I have to replace my fresh water panel because the o-ring on the city water connection is popped off and can't get it resealed. What type of caulking is best to use around the outside of this? Is it just plain silicone caulking?


----------



## therink (May 13, 2010)

Hi. Do not use silicone. Silicone based sealants do not adhere well to plastics or fiberglass, aluminum, etc. Use a polyurethane based rv lap sealant such as Pro - Flex or a Dicor product.
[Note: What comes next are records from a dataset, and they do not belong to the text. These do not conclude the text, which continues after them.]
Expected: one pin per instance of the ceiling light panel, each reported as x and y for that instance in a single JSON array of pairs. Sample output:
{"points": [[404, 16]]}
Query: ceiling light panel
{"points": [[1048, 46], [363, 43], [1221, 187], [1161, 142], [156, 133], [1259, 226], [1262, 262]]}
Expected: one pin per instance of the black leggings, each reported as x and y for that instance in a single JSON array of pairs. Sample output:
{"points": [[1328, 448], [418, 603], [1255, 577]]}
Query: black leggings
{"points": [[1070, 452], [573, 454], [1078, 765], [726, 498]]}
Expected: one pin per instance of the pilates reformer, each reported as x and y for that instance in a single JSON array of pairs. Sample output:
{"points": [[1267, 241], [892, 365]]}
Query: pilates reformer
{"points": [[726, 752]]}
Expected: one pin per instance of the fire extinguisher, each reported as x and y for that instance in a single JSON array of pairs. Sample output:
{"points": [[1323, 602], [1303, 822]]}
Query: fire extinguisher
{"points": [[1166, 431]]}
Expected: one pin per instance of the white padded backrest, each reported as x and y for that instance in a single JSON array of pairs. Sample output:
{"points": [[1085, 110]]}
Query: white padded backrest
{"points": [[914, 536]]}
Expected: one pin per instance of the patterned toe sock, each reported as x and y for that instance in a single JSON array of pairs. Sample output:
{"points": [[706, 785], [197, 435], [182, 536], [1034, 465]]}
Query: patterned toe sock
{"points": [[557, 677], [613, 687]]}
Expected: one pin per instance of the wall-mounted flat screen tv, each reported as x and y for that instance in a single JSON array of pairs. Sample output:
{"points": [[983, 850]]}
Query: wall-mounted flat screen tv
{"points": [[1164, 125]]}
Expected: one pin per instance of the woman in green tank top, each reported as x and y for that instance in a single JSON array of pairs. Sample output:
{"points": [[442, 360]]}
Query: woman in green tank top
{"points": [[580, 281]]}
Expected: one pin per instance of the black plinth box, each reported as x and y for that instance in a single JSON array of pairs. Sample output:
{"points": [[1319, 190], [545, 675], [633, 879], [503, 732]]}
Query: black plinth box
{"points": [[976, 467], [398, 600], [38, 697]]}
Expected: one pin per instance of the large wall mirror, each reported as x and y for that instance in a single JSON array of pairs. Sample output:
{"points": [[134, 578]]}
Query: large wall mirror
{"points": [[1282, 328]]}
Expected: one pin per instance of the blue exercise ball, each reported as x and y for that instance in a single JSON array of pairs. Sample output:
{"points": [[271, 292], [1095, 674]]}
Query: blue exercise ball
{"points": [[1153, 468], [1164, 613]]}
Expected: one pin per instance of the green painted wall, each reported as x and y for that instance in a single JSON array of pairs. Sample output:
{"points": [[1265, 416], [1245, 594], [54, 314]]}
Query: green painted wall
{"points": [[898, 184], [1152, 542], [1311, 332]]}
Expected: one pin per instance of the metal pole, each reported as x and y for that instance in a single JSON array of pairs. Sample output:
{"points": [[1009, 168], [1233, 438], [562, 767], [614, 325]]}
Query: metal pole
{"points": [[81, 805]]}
Make sure it is not a self leveling sealant, which is for roof applications. 
Steve


----------



## CamperAndy (Aug 26, 2004)

A possible better bet it to lift the panel and put some Butyl Rubber tape to the flange of the panel and the screw it back on. Use a plastic putty knife to clean up any that squeezes out.


----------



## SDCampers (Oct 29, 2008)

CamperAndy said:


> A possible better bet it to lift the panel and put some Butyl Rubber tape to the flange of the panel and the screw it back on. Use a plastic putty knife to clean up any that squeezes out.


Got some of that, the original one has sealant around it also. I did't think it looked like a silicone though.


----------



## Insomniak (Jul 7, 2006)

It's plain old silicone. I usually do the butyl tape underneath with a bead of silicone around the edge.


----------